# Does anyone know if this will work



## The_Endoftheworldprep (Jun 1, 2013)

​
*Will this work*

Yes218.18%No981.82%


----------



## The_Endoftheworldprep (Jun 1, 2013)

I have a jeorje sprave panther that I would like to take beavers with. I have some 1/2 inch lead ball with some double loop Chinese style thera tube black. If you think this will work vote yes if not vote no and tell me what changes I have to make to produce enough power to terminate the vermin.


----------



## All Buns Glazing (Apr 22, 2012)

Where do you plan to take the beavers, and why do you need 1/2 inch lead balls to do it?

Try taking them to a nice restaurant for a plate of fava beans and a nice chianti.


----------



## ruthiexxxx (Sep 15, 2012)

All Buns Glazing said:


> Where do you plan to take the beavers, and why do you need 1/2 inch lead balls to do it?
> 
> Try taking them to a nice restaurant for a plate of fava beans and a nice chianti.


ROFL


----------



## lexlow (Aug 13, 2012)

when i take a beaver, i prefer to go it o'natural ;-) feels much better


----------



## SuperMonkeySlinger (Jan 28, 2013)

Beavers are tough, Headshots would be a MUST.

I am not too sure about that ammo either.

SMS


----------



## FWV2 (Mar 10, 2013)

I have worked for my local Game and parks department off and on for more years than I care to bring up! my only job for them has been to remove Beavers from local privately owned lakes either by trapping or dispatching them with a firearms! and in MY OPINION and experience there is no way to kill a beaver with anytype of slingshot!! They are extremely tough animals to kill! best way that I have learned is a well placed head shot with a 30.06 or 12 gauge slug!

Best is a drowing snare!

A wonded beaver is very dangerous and will attack if cornered!!!

Here in NE along the rivers a full growen male beaver can weigh up to 65lbs!

Fwv2


----------



## ruthiexxxx (Sep 15, 2012)

SuperMonkeySlinger said:


> Beavers are tough, Headshots would be a MUST.
> 
> I am not too sure about that ammo either.
> 
> SMS


I'm not sure that headshots were what lexlow was talking about


----------



## Imperial (Feb 9, 2011)

ruthiexxxx said:


> SuperMonkeySlinger said:
> 
> 
> > Beavers are tough, Headshots would be a MUST.
> ...


either way, its still a head shot


----------



## SuperMonkeySlinger (Jan 28, 2013)

Haha Ruthie 

Beavers are too big for ME to take with a Slingshot.. But if i were to try to kill a Beaver, I would consider Chaining #107's!!    

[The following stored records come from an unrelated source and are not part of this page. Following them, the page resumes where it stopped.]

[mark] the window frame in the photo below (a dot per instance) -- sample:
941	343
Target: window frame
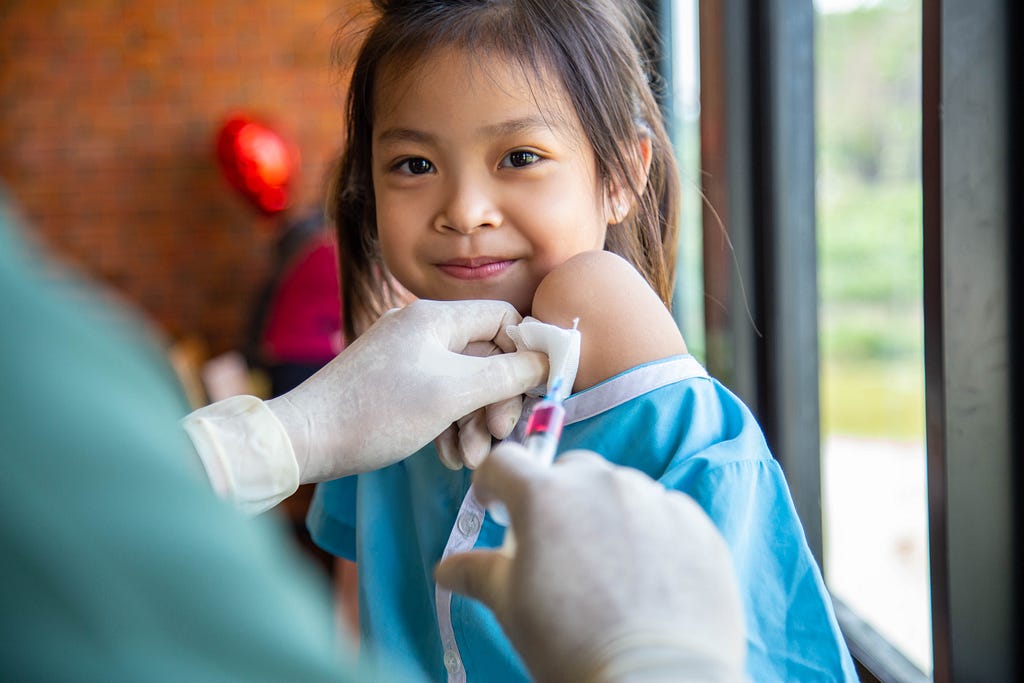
758	157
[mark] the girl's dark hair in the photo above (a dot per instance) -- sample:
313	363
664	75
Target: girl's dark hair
598	48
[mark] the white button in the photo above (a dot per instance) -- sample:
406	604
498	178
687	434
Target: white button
452	662
469	523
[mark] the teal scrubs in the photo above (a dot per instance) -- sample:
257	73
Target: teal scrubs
668	419
118	562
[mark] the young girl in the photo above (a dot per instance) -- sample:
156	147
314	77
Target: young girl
513	150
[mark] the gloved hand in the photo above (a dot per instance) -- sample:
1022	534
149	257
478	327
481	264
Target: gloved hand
406	380
613	578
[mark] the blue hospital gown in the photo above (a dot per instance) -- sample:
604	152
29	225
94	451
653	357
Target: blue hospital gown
668	419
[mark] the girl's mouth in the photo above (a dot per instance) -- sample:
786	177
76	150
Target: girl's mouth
475	268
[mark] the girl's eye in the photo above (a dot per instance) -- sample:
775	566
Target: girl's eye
415	166
521	158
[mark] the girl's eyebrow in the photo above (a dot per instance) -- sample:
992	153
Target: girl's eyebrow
501	129
406	135
521	125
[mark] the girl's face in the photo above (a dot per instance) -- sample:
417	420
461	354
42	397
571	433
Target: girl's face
483	178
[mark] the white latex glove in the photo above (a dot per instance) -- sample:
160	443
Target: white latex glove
404	381
613	578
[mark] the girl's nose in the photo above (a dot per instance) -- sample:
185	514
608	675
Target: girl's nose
469	206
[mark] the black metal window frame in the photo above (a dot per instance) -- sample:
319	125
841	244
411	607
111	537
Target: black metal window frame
757	75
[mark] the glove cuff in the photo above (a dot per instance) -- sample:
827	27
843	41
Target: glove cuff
656	655
246	452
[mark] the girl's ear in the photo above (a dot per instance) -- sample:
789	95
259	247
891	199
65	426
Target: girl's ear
621	197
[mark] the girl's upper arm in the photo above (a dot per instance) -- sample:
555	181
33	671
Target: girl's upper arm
623	323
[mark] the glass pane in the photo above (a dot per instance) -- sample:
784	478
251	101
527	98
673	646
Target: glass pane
684	125
867	57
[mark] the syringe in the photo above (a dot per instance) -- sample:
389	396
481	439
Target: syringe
544	428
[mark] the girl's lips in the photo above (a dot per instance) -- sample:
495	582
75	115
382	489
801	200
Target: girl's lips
475	268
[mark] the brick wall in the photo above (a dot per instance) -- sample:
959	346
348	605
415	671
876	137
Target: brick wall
108	114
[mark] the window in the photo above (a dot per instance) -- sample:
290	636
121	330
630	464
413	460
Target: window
793	326
871	357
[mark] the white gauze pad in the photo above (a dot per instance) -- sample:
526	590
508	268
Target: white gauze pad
562	347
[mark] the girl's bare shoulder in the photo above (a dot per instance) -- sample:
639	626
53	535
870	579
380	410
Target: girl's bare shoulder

But seriously, I would look into using triple Theraband Gold with Heavier ammo.

If i could even Draw triple!! I can draw a 145 Pound bow so i may be able to, but then again im not trying to Kill a Beaver..

SMS


----------



## beaverman (Dec 20, 2012)

1/2 inch seems pretty small. if you really want to take beavers you should use at least 1 inch steel, prefferably larger, put them in a condom and stuff it in that beaver. no slingshot necessary.

trust me, i know all about beavers :B


----------



## Winnie (Nov 10, 2010)

I'm sure you can kill a beaver with a slingshot but it will likely be slowly over a number of days as infection and internal injury finally takes it out. Why not just shoot it with a gun?


----------



## Falconthrust (May 12, 2013)

At least in Illinois, if you wanted to hunt/trap a beaver, it would have to be between these trapping seasons:

Start:11/5/12

End: 3/31/13

These are out of season right now, so the only real way you'd be able to kill them is if they posed a threat or were a nuisance in your area. Correct me if I'm wrong though, just what I could find.


----------



## Popcorn (Mar 25, 2011)

Doan shoot dat beaver, beavers is our frens.


----------



## dhansen (Aug 31, 2010)

This post probably should be in the hunting forum.

1/2 inch lead balls are too small for a fur bearing animal that size. Much better to shoot it with a .22 Magnum.

That said, if I had to use a slingshot to dispatch a beaver, I'd use a 50 cal. lead conical slug or a 58 cal. (14 mm) lead round ball to the head.

happy trails


----------



## NaturalFork (Jan 21, 2010)

I would work only of you put the shot right on target. .50 cal lead is pretty crazy out of a slingshot ... but again, the placement of the shot is vital.


----------



## The_Endoftheworldprep (Jun 1, 2013)

All Buns Glazing said:


> Where do you plan to take the beavers, and why do you need 1/2 inch lead balls to do it?
> 
> Try taking them to a nice restaurant for a plate of fava beans and a nice chianti.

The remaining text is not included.